Una scelta in controtendenza per quegli anni, che lasciò interdetti i loro nuovi vicini astigiani e sulla quale in pochi avrebbero scommesso. Eppure, oggi la loro azienda, la Pfister e Stutz, passata ai figli Jerome e Ramon è un punto di riferimento in zona per l’acquisto della robiola di Roccaverano e i loro formaggi, fatti al 100% con latte crudo di capra, contano svariati premi e riconoscimenti. L’ultimo in ordine di tempo, quello di agosto quando hanno vinto il primo premio alla Fiera Regionale della Robiola di Roccaverano, inoltre nel 2006 grazie alla qualità dei loro prodotti gli fu assegnata “La Grolla d’Oro” come miglior formaggio d’Italia, hanno strappato il titolo ai caprini francesi alle Olimpiadi del Formaggio e dal 2000 è presidio “Slow Food”. Come è partita questa avventura, un po’ per caso, è spiegato dal figlio Jerome, 29 anni che insieme alla moglie Sara e al fratello Ramon, 31 anni , veterinario, porta avanti la tradizione di famiglia.
«I miei genitori studiavano all’Istituto agrario di Zurigo con il sogno di acquistare una fattoria – ci ha spiegato Jerome, che parla un italiano perfetto con quella tipica inflessione del dialetto langarolo che lo rende simile a quello ligure – In Svizzera i prezzi erano improponibili e così i miei genitori cominciarono a cercare tra Italia e Francia. Fu un amico, che a Mombaldone aveva acquistato un’abitazione, a indicargli un rustico in vendita. Quella vecchia cascina cadente è così diventata la nostra nuova casa». Ovviamente sono seguiti accurati lavori di ristrutturazione che hanno ridisegnato l’aspetto dell’immobile, pur conservando il rivestimento in pietra di Langa e le rifiniture in legno degli infissi. Attorno alla casa, si estendono i 40 ettari di prato su cui la famiglia Pfister oltre vent’anni fa cominciò a far pascolare le sue capre, in un paesaggio incontaminato che in qualche modo ricorda i prati verdi della pastorella svizzera per eccellenza, Heidi.
«Siamo capitati all’interno della zona di Denominazione di Origine Protetta (la D.O.P.) per caso. Non sapevamo nulla di robiole. Inizialmente i miei genitori possedevano 15 capre e 15 pecore ma poi decisero di passare esclusivamente all’allevamento caprino– continua Jerome – Producevano i formaggi all’interno del garage e andavano per tentativi. Chiedevano consiglio ai vicini di casa. Qui un po’ tutti allevano capre e producono formaggi ma, giustamente, sono restii a svelarne i segreti. Così, con tanta determinazione e con quel rigore un po’ svizzero i miei genitori sono arrivati a individuare quella giusta combinazione di componenti e quella tecnica di lavorazione del latte che ci ha permesso di ottenere i vari riconoscimenti.
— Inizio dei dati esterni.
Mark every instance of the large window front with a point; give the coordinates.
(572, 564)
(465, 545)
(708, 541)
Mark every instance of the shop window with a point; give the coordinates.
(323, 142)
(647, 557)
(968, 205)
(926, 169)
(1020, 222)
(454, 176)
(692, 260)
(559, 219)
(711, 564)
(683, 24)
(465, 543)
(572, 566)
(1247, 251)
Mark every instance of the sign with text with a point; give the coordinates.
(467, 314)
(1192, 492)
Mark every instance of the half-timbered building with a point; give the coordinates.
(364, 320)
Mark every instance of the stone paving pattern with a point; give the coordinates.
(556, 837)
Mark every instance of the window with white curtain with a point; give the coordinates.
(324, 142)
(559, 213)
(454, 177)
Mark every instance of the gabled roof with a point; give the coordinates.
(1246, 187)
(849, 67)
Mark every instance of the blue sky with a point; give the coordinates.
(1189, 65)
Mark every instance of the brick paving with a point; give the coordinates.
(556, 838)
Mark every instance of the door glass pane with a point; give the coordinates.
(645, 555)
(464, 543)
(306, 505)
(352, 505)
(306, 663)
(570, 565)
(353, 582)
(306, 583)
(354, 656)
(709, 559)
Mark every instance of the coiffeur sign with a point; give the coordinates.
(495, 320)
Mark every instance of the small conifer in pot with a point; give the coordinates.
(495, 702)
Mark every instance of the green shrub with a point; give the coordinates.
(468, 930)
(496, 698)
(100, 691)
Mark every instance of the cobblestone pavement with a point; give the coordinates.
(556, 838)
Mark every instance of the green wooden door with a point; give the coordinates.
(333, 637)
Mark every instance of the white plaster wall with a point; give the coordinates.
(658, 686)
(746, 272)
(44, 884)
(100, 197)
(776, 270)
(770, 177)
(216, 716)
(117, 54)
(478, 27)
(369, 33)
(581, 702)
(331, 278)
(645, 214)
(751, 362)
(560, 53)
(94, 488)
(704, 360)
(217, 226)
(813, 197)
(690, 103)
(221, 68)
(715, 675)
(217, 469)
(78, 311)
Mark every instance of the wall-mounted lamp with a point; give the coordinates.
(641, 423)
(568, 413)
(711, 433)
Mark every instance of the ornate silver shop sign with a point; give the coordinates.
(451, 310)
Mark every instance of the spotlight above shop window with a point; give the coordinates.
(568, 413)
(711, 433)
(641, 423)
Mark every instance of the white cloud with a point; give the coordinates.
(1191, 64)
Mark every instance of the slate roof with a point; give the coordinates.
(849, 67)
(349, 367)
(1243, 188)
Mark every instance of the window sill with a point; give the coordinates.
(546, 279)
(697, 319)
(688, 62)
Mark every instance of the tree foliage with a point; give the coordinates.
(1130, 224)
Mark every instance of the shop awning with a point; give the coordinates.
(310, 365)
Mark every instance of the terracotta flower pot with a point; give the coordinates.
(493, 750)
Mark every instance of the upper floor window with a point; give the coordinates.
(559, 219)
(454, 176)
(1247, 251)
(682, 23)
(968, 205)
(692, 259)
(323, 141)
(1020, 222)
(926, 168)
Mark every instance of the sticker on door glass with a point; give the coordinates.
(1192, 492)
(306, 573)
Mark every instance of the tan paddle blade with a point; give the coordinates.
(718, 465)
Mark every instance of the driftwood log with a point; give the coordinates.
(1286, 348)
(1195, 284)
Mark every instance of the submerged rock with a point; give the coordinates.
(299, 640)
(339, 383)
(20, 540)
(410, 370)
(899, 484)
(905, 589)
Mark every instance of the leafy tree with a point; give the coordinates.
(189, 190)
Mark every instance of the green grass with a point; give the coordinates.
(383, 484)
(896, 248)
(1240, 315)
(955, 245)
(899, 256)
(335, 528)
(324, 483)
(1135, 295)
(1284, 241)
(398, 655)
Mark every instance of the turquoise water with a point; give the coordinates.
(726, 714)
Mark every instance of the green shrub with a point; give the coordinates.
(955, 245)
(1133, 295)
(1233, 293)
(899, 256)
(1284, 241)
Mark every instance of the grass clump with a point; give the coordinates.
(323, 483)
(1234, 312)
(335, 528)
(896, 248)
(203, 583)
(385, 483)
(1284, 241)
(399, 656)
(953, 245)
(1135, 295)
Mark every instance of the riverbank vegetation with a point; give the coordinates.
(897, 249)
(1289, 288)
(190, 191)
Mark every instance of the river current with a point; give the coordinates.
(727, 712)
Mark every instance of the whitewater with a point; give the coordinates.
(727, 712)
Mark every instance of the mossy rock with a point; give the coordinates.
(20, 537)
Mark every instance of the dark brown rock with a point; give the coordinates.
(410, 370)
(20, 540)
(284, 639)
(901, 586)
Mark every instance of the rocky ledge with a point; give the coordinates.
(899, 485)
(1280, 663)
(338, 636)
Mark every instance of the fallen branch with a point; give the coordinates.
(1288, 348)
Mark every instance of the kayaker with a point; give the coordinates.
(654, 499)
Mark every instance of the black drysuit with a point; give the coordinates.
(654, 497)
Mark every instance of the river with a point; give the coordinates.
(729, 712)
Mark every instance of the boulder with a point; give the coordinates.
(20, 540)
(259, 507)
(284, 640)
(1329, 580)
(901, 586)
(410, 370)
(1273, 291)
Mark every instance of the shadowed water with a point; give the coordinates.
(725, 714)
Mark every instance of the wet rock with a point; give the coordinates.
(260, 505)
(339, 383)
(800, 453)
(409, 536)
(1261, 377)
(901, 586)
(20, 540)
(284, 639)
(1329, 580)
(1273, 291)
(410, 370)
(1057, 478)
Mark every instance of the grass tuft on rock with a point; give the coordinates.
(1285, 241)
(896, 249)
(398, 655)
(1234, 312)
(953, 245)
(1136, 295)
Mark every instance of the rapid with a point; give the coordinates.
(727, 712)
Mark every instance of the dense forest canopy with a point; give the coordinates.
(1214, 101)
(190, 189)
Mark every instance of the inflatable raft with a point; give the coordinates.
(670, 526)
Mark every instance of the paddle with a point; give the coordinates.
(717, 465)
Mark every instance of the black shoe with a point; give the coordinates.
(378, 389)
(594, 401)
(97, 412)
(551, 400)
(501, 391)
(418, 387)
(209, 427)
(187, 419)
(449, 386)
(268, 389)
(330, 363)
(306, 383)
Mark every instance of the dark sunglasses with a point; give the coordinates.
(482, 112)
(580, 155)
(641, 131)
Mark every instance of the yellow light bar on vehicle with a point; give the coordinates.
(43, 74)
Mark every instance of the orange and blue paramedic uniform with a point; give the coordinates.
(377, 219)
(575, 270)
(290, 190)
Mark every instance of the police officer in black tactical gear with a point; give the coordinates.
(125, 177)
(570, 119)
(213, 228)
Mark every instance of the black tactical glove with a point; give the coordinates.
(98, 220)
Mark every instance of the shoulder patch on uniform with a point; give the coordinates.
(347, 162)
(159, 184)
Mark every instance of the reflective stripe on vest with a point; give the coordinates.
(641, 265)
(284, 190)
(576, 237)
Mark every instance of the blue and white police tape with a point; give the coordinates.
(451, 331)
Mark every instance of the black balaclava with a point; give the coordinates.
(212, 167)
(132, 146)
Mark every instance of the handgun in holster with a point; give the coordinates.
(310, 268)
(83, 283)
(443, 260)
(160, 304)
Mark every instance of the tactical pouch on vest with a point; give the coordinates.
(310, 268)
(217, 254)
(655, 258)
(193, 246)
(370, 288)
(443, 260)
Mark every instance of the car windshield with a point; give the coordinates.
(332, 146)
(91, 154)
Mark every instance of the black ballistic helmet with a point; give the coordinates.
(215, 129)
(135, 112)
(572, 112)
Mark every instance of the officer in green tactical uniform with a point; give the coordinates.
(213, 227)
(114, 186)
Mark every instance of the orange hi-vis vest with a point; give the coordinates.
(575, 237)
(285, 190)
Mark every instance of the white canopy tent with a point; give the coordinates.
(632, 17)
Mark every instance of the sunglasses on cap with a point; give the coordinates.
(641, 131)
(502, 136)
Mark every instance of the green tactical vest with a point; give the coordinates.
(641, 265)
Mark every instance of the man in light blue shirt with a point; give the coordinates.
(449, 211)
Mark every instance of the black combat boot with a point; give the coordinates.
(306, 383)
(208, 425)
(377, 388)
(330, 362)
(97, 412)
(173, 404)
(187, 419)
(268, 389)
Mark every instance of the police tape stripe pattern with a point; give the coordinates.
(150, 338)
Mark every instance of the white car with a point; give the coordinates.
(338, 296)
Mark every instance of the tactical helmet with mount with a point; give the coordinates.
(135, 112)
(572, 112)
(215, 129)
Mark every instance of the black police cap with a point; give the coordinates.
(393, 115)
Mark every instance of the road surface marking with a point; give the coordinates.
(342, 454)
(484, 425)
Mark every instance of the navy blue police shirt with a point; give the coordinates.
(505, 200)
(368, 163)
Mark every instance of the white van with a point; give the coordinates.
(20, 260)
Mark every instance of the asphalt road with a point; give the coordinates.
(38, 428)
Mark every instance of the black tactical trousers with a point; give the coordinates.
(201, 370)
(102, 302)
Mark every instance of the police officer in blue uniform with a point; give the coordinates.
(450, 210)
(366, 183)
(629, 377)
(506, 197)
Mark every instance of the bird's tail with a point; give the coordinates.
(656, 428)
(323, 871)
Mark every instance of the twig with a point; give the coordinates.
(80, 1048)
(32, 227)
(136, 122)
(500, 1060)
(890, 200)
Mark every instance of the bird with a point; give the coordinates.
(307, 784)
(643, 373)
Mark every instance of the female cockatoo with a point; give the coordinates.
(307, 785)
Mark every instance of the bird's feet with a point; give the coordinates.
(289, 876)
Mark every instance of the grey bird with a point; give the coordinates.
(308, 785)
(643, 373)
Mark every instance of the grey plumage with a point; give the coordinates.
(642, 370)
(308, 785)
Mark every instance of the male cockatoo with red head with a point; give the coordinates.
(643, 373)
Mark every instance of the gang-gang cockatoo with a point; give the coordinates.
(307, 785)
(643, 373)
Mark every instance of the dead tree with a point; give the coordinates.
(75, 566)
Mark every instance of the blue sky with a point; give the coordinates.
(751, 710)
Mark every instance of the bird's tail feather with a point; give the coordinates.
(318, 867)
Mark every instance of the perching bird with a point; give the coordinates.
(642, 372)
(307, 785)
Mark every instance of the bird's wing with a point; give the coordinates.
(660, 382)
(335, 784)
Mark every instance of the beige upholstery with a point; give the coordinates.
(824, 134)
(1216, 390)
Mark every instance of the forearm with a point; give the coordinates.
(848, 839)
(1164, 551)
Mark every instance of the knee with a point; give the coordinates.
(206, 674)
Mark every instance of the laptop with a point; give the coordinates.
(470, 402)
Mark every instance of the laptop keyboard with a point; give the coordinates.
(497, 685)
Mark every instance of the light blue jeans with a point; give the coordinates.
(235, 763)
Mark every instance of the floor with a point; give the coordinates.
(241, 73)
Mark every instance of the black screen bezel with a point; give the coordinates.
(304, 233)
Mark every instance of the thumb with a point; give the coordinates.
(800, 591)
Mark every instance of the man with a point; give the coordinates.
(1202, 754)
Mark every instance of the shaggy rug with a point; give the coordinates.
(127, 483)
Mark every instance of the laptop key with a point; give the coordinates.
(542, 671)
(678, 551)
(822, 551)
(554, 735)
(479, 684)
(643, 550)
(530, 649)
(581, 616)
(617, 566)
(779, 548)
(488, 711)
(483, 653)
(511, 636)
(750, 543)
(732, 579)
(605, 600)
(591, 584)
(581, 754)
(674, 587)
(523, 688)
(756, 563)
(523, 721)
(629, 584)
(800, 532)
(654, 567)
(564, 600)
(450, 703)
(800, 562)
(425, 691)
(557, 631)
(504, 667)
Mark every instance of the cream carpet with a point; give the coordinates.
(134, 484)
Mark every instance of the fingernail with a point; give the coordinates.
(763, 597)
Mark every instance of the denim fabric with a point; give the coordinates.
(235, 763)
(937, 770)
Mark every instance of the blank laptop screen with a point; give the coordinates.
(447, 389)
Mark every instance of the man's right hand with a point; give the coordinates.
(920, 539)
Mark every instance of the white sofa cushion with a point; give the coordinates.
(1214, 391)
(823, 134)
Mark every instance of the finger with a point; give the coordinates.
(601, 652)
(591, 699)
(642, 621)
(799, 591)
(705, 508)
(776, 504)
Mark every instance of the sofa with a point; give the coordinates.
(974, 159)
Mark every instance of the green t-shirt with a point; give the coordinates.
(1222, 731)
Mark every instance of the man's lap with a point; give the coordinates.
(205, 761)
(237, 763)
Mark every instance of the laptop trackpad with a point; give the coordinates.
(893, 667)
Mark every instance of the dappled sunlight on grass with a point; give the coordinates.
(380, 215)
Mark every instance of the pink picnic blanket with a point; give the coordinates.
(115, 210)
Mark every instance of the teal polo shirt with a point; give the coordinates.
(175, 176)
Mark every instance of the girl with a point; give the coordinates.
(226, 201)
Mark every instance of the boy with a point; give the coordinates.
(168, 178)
Oggi contiamo 200 capre, abbiamo cinque dipendenti stagionali, lavoriamo all’interno di un caseificio in regola e i nostri prodotti sono a certificazione biologica». Mentre parliamo con Jerome, seduti nel giardino della sua cascina-caseificio, il padre André, con il suo accento un po’ tedesco di Zurigo, riceve i clienti che passano direttamente in caseificio per acquistare le robiole.
«Devo tutto a loro – spiega Jerome indicando il padre – Se oggi io e mio fratello abbiamo un’attività affermata è merito dei nostri genitori che ci hanno insegnato un mestiere». E la gavetta, Jerome, l’ha iniziata presto. A 6 anni era già in grado di mungere le capre. «Un’attività come questa è possibile quando hai un valido sostegno. Noi siamo una famiglia numerosa, ciascuno ha il suo compito tra la stalla, il pascolo e il caseificio e riusciamo in questo modo a concederci a turno periodi di riposo. Penso ai miei genitori, invece, che quando hanno iniziato erano soli. In 20 anni non si sono mai concessi cinque giorni di vacanza consecutivi. Sicuramente è una vita di sacrifici ma che sa ben ripagare» dichiara con un sorriso. La sveglia per chi lavora in stalla è alle 6 del mattino e il lavoro termina solo alle 7 di sera. Un’ora dopo nel periodo dei parti delle capre. «E’ faticoso ma non c’è altro lavoro che vorrei fare – conclude il ragazzo -Tutti gli sforzi vengono ricompensati dai sorrisi dei clienti che arrivano anche da fuori provincia pur di acquistare la nostra robiola».